Rising Wages Requires Rising Productivity Too
Source: Business Central
Today’s announcement by the Labour-led coalition government that the minimum wage will rise to $17.70 per hour on 1
April next year provides businesses and employers with certainty, according to the Wellington Chamber of Commerce.
"Labour’s coalition agreement with NZ First set a goal of a $20 per hour minimum wage, so Minister Lees-Galloway’s
announcement today helps employers by laying out the steps towards that goal," says Chief Executive John Milford.
"Pay rises for low-paid workers is welcome news. But for employers, any cost increase needs to be managed.
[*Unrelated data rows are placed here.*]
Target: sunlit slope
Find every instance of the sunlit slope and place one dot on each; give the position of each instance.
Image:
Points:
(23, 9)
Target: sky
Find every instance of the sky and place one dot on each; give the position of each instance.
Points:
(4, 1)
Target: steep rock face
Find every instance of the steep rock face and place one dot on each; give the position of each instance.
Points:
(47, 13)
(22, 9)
"Research shows that any minimum wage increase has a cascading effect on workers paid above the minimum wage too. This
particularly hits SMEs who are unable to pass on or manage their costs easily.
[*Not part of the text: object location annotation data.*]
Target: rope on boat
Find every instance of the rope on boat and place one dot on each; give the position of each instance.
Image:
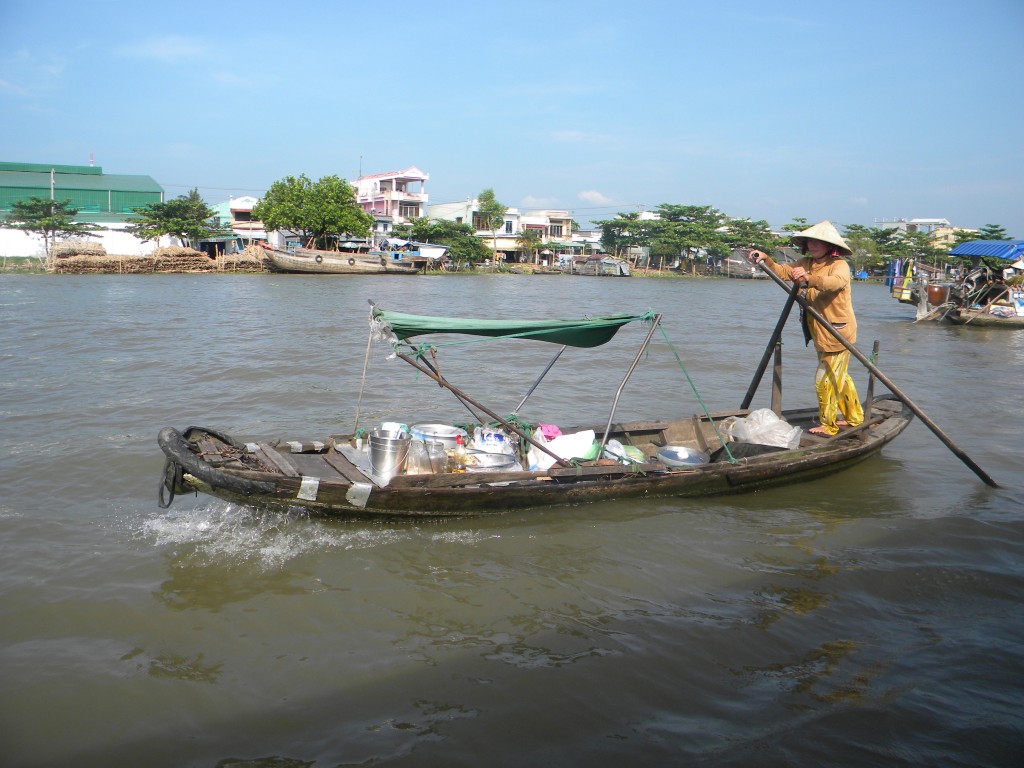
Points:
(363, 381)
(696, 393)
"We urge the Government to accelerate productivity-enhancing policies such as investing in strategically important
transport networks, freeing up labour supplies to desperate primary industry employers, and raising the quality of
tertiary education graduates.
"MBIE’s minimum wage review estimates the employment restraint impact from today’s announcement at 8,000. But Kiwis have
already started to see an impact from the significant minimum wage hikes foreshadowed.
"The past four quarters added 6,000 new jobs per month on average, a marked slowdown from the preceding two years when
over 10,000 new jobs were added per month on average, despite the currently hot labour market.
"The Government should also re-examine the tax impact on workers. The Minister proudly claimed today’s announcement will
mean, ‘an extra $48 a week before tax - enough to make a real difference for working people,’ but unfortunately this $48
is quickly whittled down by tax and abatements.
"Today’s announcement needs to be supported by Government action on productivity and tax reform too."